Die anderen nicken zustimmend mit den Holzköpfen und die kleine Lokomotive stößt noch einmal einen kurzen Pfiff aus.

„Dann seid Ihr schon länger hier?“ Der Baumbrömi schaut zur Eule und zum Nussknacker hinüber.

„Ja, schon SEHR lange“, erwidert die Eule. „Viele Jahre schon, und immer an Weihnachten erwachen wir zum Leben.“ Sie nickt würdevoll und lächelt. „Ich erinnere mich an viele schöne Weihnachtsfeste in diesem Haus…“ Sie seufzt und dann schweigt sie, tief in ihren Erinnerungen versunken.

„Ja, doch seit einigen Jahren ist es nicht mehr wie früher“, sagt nun der alte Trommler und schaut traurig in die Runde. „Der alte Lorenzo ist schon so lange allein, seit seine Frau tot und sein Sohn fortgegangen ist. Nie­mand feiert mehr mit ihm. Am letzten Weihnachtstag hat er uns nicht mal mehr in den Baum gehängt, wisst Ihr noch? Wir lagen da in dieser dunklen Schachtel und nichts passierte. Er saß einfach nur in seinem Sessel und hat die Wände angestarrt. Traurig. Sehr traurig war das.“ Und dem Alten fallen ein paar Tränen auf seine Trommel.

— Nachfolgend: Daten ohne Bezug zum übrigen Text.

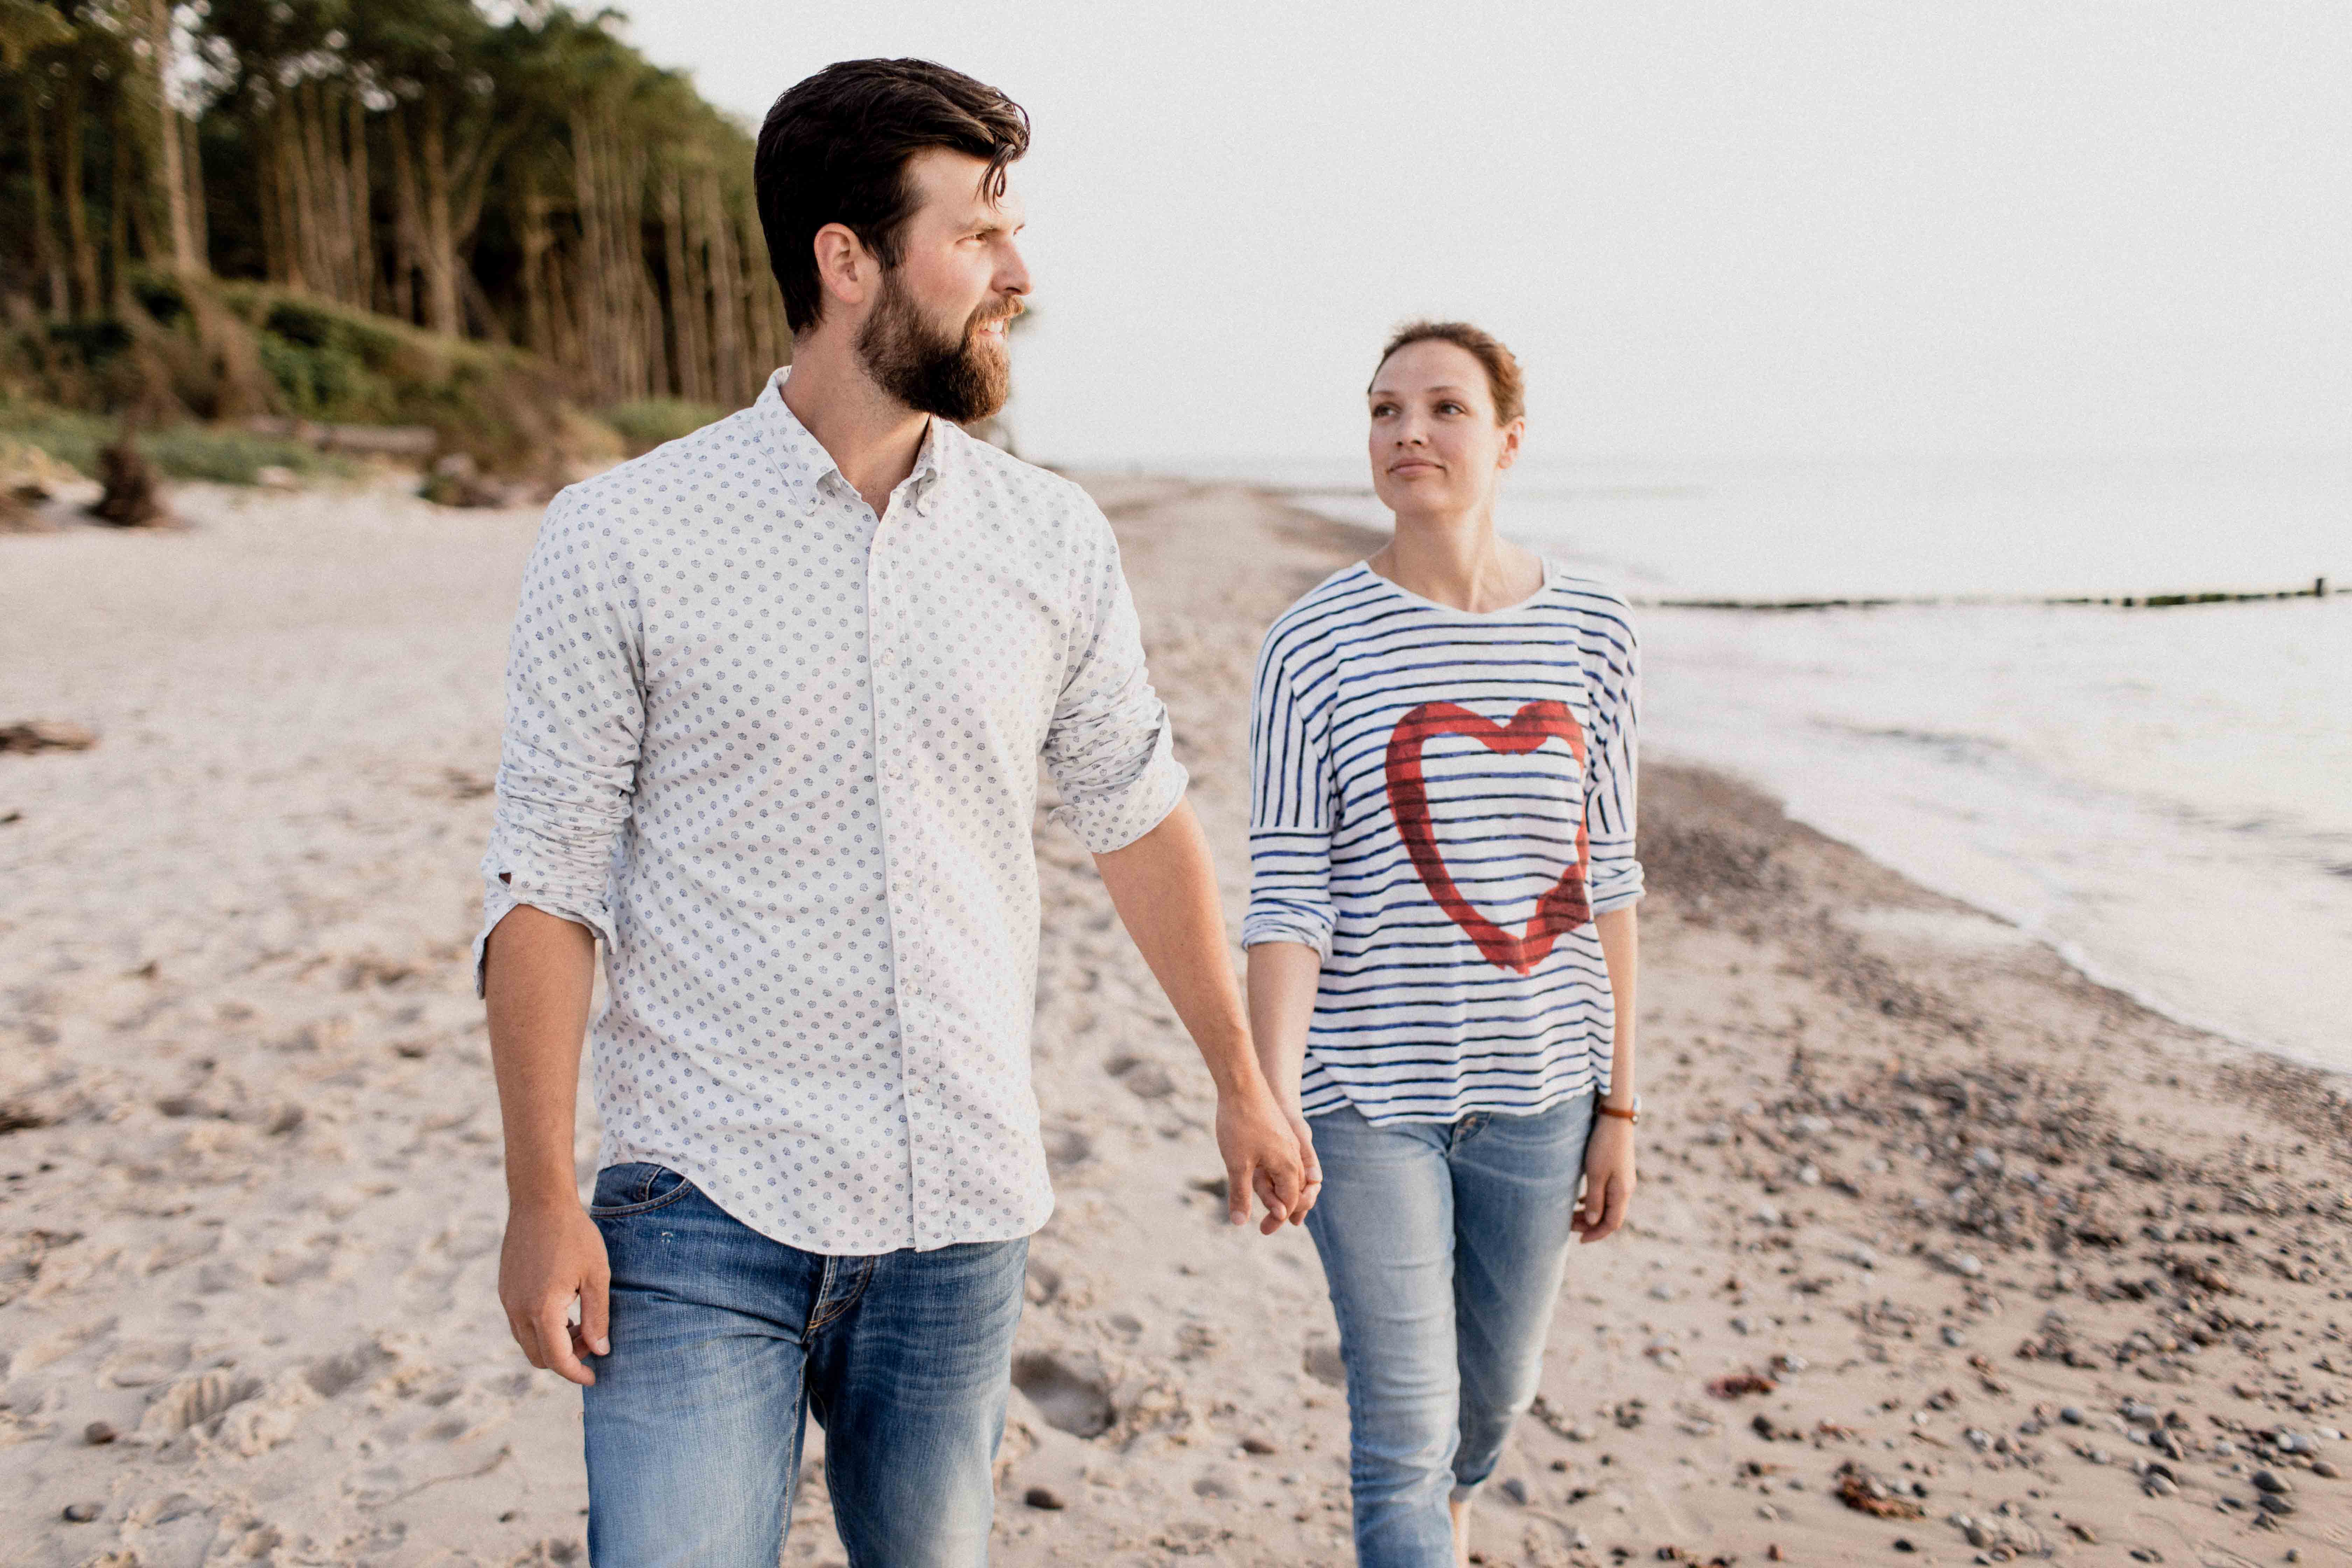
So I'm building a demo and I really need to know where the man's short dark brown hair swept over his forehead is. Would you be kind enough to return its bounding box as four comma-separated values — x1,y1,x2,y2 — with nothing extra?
752,59,1028,334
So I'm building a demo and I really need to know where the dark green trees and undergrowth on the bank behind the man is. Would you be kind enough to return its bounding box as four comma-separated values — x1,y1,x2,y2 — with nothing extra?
0,0,790,475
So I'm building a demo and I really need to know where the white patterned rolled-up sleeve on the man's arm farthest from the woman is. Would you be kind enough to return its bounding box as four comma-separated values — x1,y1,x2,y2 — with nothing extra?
473,491,644,992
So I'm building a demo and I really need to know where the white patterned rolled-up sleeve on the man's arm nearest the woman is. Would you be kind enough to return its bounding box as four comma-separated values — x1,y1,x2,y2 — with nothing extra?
1044,501,1188,856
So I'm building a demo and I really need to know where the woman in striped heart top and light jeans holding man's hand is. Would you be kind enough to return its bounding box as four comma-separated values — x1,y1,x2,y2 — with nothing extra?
1242,322,1642,1568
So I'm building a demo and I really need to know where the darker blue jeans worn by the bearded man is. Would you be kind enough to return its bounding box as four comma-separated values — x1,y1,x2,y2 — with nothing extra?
586,1166,1028,1568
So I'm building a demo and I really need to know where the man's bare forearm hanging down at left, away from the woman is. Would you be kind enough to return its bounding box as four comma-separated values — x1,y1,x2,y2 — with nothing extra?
482,905,595,1208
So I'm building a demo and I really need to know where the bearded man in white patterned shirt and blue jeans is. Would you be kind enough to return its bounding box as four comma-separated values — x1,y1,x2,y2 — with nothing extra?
477,61,1312,1568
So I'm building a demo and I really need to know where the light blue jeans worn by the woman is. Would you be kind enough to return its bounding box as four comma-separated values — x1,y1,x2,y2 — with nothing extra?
1308,1093,1592,1568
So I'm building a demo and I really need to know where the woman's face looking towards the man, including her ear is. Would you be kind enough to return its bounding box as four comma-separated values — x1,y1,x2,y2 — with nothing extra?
1369,338,1526,517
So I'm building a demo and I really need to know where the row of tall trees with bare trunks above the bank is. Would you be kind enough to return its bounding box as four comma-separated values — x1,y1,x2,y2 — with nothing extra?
0,0,790,407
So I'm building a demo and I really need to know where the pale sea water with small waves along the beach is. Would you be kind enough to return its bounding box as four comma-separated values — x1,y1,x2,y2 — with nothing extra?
1251,456,2352,1070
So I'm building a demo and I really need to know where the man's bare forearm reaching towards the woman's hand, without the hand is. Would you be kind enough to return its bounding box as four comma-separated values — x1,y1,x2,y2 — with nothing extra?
1094,802,1265,1096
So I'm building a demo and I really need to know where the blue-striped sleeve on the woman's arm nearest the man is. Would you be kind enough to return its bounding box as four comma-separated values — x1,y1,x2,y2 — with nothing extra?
1242,628,1336,959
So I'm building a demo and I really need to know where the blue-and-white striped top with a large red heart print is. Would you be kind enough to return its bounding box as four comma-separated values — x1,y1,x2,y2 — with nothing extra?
1242,564,1642,1121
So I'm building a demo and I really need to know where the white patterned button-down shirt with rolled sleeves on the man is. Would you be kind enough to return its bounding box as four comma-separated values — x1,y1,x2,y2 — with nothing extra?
475,371,1185,1253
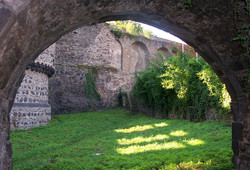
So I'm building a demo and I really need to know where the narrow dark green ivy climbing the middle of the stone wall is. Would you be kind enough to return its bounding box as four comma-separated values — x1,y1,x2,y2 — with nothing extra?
83,69,100,111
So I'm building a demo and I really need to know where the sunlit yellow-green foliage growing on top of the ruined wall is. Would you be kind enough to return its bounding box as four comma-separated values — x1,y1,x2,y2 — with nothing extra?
109,21,153,38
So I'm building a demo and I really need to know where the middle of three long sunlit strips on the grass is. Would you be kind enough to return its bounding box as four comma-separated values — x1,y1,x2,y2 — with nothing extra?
117,135,169,145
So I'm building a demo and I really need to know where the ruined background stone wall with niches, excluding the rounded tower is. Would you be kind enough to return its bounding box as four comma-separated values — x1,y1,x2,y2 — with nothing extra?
49,24,194,114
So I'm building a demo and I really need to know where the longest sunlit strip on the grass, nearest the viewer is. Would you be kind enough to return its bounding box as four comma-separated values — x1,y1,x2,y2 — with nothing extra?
116,142,185,154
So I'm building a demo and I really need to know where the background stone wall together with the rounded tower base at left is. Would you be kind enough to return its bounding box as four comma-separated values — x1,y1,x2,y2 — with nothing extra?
10,24,197,124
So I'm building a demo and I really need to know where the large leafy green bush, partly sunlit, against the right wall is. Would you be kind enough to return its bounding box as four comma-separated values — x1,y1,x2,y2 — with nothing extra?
133,52,231,121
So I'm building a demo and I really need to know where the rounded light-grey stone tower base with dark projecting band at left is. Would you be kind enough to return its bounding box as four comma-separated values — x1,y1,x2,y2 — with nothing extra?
10,44,55,129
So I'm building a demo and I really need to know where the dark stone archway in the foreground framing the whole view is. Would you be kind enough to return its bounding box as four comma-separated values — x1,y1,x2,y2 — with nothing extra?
0,0,250,169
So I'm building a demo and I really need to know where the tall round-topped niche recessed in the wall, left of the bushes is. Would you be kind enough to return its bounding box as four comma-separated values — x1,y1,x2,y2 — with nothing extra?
132,41,149,71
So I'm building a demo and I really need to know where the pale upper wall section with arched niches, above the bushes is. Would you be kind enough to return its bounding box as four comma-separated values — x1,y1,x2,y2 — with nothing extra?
119,34,191,73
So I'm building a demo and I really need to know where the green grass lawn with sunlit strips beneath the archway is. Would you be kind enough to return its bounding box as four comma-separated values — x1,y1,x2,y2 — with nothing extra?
11,109,234,170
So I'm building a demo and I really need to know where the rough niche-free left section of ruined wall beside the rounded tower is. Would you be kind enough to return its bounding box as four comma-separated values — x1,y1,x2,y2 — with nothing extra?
49,24,121,114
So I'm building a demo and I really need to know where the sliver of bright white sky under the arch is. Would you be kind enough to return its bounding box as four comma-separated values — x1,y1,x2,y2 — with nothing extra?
140,23,186,44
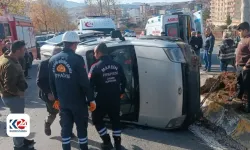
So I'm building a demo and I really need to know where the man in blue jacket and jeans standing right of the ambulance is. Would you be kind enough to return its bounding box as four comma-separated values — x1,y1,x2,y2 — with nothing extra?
203,28,215,72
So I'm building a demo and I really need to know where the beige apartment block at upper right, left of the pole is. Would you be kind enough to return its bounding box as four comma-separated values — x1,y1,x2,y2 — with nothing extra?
210,0,241,26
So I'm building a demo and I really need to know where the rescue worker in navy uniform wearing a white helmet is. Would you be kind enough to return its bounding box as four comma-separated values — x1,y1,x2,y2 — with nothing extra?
49,31,96,150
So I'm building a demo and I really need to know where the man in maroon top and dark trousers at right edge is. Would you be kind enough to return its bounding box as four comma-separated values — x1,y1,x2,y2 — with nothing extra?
229,22,250,113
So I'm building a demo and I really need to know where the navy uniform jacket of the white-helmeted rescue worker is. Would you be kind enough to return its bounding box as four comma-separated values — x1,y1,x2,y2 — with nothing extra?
49,48,94,110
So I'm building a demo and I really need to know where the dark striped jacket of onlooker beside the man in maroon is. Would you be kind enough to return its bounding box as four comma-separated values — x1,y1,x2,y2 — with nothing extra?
218,39,235,60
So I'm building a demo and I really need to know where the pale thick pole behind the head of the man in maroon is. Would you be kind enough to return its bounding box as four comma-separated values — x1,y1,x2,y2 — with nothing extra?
241,0,250,23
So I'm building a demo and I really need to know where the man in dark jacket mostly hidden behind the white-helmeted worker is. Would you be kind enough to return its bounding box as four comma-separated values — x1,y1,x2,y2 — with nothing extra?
36,48,75,138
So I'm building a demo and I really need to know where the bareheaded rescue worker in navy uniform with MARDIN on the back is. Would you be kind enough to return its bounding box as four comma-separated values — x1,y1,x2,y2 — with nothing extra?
89,43,126,150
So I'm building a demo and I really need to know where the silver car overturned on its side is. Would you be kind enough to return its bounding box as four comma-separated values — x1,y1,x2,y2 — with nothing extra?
76,31,200,129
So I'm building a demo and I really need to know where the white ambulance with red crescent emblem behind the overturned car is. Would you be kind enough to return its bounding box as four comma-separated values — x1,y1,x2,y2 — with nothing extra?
78,17,116,34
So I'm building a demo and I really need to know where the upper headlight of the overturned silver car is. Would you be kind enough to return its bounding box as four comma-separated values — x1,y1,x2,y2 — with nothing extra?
163,47,186,63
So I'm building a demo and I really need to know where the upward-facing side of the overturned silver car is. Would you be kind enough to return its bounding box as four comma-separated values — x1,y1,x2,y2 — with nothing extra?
76,37,182,55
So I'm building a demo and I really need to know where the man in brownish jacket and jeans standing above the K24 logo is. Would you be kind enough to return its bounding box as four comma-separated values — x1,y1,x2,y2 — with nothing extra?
0,41,34,150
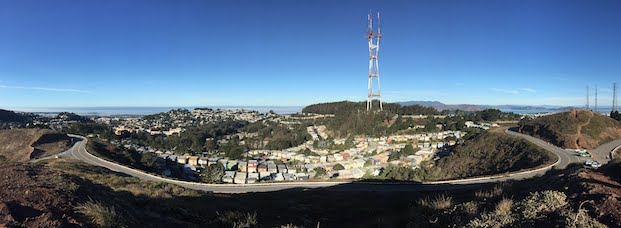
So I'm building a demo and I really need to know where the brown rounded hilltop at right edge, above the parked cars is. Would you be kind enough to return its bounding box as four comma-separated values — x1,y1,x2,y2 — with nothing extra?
519,110,621,149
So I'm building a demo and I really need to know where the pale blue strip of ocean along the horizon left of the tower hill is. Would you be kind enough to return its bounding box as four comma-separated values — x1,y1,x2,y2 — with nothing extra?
10,106,304,116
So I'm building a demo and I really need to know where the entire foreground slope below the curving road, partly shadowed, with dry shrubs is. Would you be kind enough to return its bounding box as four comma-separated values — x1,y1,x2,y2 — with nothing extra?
0,159,621,227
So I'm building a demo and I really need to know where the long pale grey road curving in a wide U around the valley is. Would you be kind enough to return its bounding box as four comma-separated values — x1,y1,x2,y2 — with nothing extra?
50,130,621,193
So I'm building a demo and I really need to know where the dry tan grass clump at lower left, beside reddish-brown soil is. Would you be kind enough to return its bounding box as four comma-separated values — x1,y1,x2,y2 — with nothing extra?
75,199,121,227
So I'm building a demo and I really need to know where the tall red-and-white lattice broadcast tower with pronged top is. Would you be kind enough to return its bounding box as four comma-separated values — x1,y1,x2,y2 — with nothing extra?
367,12,383,111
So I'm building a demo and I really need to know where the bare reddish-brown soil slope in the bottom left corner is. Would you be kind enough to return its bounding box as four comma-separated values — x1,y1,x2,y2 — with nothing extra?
0,164,84,227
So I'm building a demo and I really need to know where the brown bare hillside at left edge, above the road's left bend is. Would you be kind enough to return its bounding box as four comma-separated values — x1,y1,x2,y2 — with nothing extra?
0,128,71,162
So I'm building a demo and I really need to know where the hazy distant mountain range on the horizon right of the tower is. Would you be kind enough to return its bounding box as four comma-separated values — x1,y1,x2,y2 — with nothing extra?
399,101,577,111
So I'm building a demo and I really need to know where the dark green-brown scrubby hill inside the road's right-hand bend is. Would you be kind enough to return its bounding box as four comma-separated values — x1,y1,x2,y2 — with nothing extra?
418,132,556,180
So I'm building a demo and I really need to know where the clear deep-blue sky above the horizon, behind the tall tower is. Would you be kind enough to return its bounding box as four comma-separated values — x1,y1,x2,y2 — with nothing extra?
0,0,621,108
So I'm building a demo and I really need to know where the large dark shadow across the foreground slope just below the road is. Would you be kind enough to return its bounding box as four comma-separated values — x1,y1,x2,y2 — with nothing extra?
58,160,612,227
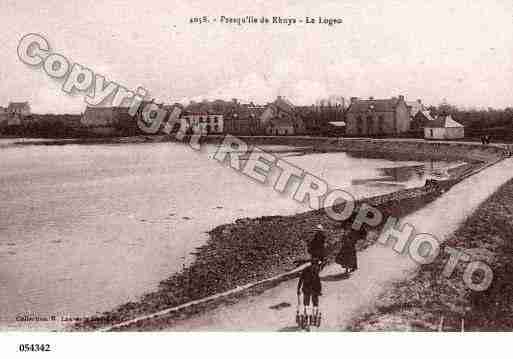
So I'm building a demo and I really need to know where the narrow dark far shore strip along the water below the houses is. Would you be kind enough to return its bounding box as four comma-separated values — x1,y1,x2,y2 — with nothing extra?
8,134,505,163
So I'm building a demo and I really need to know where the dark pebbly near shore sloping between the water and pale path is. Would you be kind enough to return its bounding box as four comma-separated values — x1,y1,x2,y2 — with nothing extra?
72,173,468,330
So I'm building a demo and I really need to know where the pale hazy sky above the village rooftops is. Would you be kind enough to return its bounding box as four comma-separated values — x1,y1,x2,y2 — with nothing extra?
0,0,513,113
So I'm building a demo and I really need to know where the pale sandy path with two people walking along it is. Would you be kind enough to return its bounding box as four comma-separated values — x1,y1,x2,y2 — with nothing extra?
161,159,513,331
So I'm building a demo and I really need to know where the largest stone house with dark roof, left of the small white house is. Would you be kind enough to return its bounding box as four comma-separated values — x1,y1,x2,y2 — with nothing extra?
346,96,411,136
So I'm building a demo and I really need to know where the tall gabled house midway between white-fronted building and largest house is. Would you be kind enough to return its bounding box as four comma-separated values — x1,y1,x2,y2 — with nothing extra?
260,96,305,136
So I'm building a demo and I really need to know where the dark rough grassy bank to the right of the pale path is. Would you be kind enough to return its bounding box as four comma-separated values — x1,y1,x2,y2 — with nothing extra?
348,180,513,331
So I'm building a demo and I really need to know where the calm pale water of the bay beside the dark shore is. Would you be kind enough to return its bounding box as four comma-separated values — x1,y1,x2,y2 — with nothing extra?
0,140,462,329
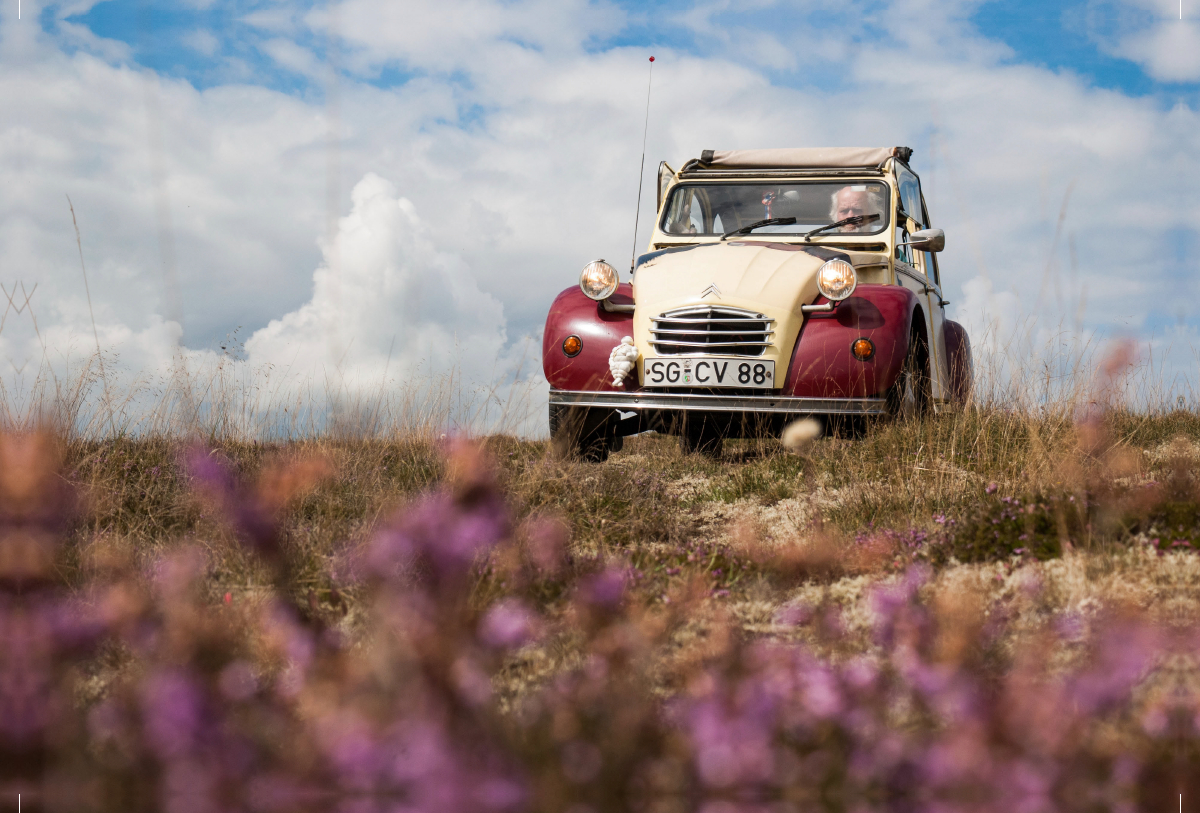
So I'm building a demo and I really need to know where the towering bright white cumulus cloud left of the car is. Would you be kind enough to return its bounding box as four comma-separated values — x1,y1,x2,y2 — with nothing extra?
246,173,508,395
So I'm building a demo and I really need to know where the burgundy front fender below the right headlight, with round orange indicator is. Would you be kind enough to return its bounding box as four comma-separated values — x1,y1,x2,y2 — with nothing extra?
782,284,918,398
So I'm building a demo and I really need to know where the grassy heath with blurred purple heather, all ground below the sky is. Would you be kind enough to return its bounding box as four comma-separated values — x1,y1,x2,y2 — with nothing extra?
7,378,1200,813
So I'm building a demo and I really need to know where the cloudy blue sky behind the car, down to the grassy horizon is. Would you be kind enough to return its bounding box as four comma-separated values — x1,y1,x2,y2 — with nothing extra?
0,0,1200,432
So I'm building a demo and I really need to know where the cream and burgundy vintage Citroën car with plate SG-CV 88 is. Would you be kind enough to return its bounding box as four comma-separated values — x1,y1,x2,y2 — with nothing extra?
542,147,972,459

Alle schweigen einen Moment – dann aber tutet die Trompete fröhlich: „Aber dieses Jahr IST er ja nicht allein! Der Junge ist doch da!!“

„Ja, natürlich! Der Junge ist ja da“, stimmen nun auch die anderen ein und die Stimmung ist im Nu wieder fröhlicher.

„Und ein Geschenk hat er auch, das hab ich genau gesehen“, tutet die Trompete weiter. „Ich hab’s gesehen tut!tut! genau gesehen tut!tut!“

„Ja, ja, schon gut! Wir haben’s ja auch gesehen“, murrt der Brummkreisel, aber sein Brummen klingt jetzt schon ein wenig freundlicher.

Nun ertönt eine laute Glocke und alle im Baum sind ganz still. Sie hören, wie draußen eine Tür geöffnet wird, und dann hören sie Stimmen, die näher kommen. Schließlich kommen zwei Frauen zusammen mit dem Jungen ins Zimmer.